You are viewing a plain text version of this content. The canonical link for it is here.

Posted to user@gobblin.apache.org by Abhishek Tiwari <fi...@gmail.com> on 2018/03/23 18:49:19 UTC

Re: TimeBasedPartitioner for Hive ORC Files

I think you need an implementation of TimeBasedWriterPartitioner. eg. refer
to this: TimeBasedAvroWriterPartitioner
So, the partitioning will be at Gobblin side rather than ORC Serde, so you
wouldn't need to modify / extend it.

Abhishek

On Mon, Dec 11, 2017 at 7:35 PM, Prateek Gupta <pr...@myntra.com>
wrote:

> Any advice or information aimed at resolving this difficulty, would be
> appreciated.
>
> On 8 Dec 2017 11:28 a.m., "Prateek Gupta" <pr...@myntra.com>
> wrote:
>
>> Hi,
>>
>> How can one go about creating the TimeBasedPartitioner for Hive ORC
>> files? Class *OrcSerdeRow* is *final* and available at *package* level
>> only!
>>
>> Thanks & Regards,
>> Prateek Gupta
>>
>

Re: TimeBasedPartitioner for Hive ORC Files

Posted by Prateek Gupta <pr...@myntra.com>.
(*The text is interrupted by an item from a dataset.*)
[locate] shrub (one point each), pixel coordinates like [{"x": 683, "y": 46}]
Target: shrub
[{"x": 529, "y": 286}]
Thanks for the response, Abhishek!
PFB the code for the implementation of TimeBasedOrcWriterPartitioner. The
*hitch* was that we're not able to access the field *realrow* of class
*OrcSerdeRow* as it is a *final* class and available at *package* level
only.

public class TimeBasedOrcWriterPartitioner extends
TimeBasedWriterPartitioner<Object> {
  private static final Log LOG =
LogFactory.getLog(TimeBasedOrcWriterPartitioner.class);
  private static final String orcSerdeRow = "realRow";

  public TimeBasedOrcWriterPartitioner(gobblin.configuration.State
state, int numBranches, int branchId) {
    super(state, numBranches, branchId);
  }

  @Override
  public long getRecordTimestamp(Object orcRecord) {
    return getRecordTimestampUtil(orcRecord);
  }

  private static ArrayList<Object> extractRealRow(Object orcRecord,
Field f) throws IllegalAccessException {
    return (ArrayList<Object>) f.get(orcRecord);
  }

  private static long getRecordTimestampUtil(Object orcRecord) {
    Class<?> clazz = orcRecord.getClass();
    ArrayList<Object> realRow = null;
    try {
      Field f = clazz.getDeclaredField(orcSerdeRow);
      f.setAccessible(true);
      realRow = extractRealRow(orcRecord, f);
    } catch (NoSuchFieldException e) {
      e.printStackTrace();
    } catch (IllegalAccessException e) {
      e.printStackTrace();
    }
    int timestampIndex = 1;
    long timestamp = (Long) realRow.get(timestampIndex);
    LOG.debug("Timestamp of the OrcSerdeRow" + timestamp);
    return timestamp;
  }
}


On Sat, Mar 24, 2018 at 12:19 AM, Abhishek Tiwari <fi...@gmail.com>
wrote:

> I think you need an implementation of TimeBasedWriterPartitioner. eg.
> refer to this: TimeBasedAvroWriterPartitioner
> So, the partitioning will be at Gobblin side rather than ORC Serde, so you
> wouldn't need to modify / extend it.
>
> Abhishek
>
>
> On Mon, Dec 11, 2017 at 7:35 PM, Prateek Gupta <pr...@myntra.com>
> wrote:
>
>> Any advice or information aimed at resolving this difficulty, would be
>> appreciated.
>>
>> On 8 Dec 2017 11:28 a.m., "Prateek Gupta" <pr...@myntra.com>
>> wrote:
>>
>>> Hi,
>>>
>>> How can one go about creating the TimeBasedPartitioner for Hive ORC
>>> files? Class *OrcSerdeRow* is *final* and available at *package* level
>>> only!
>>>
>>> Thanks & Regards,
>>> Prateek Gupta
>>>
>>
>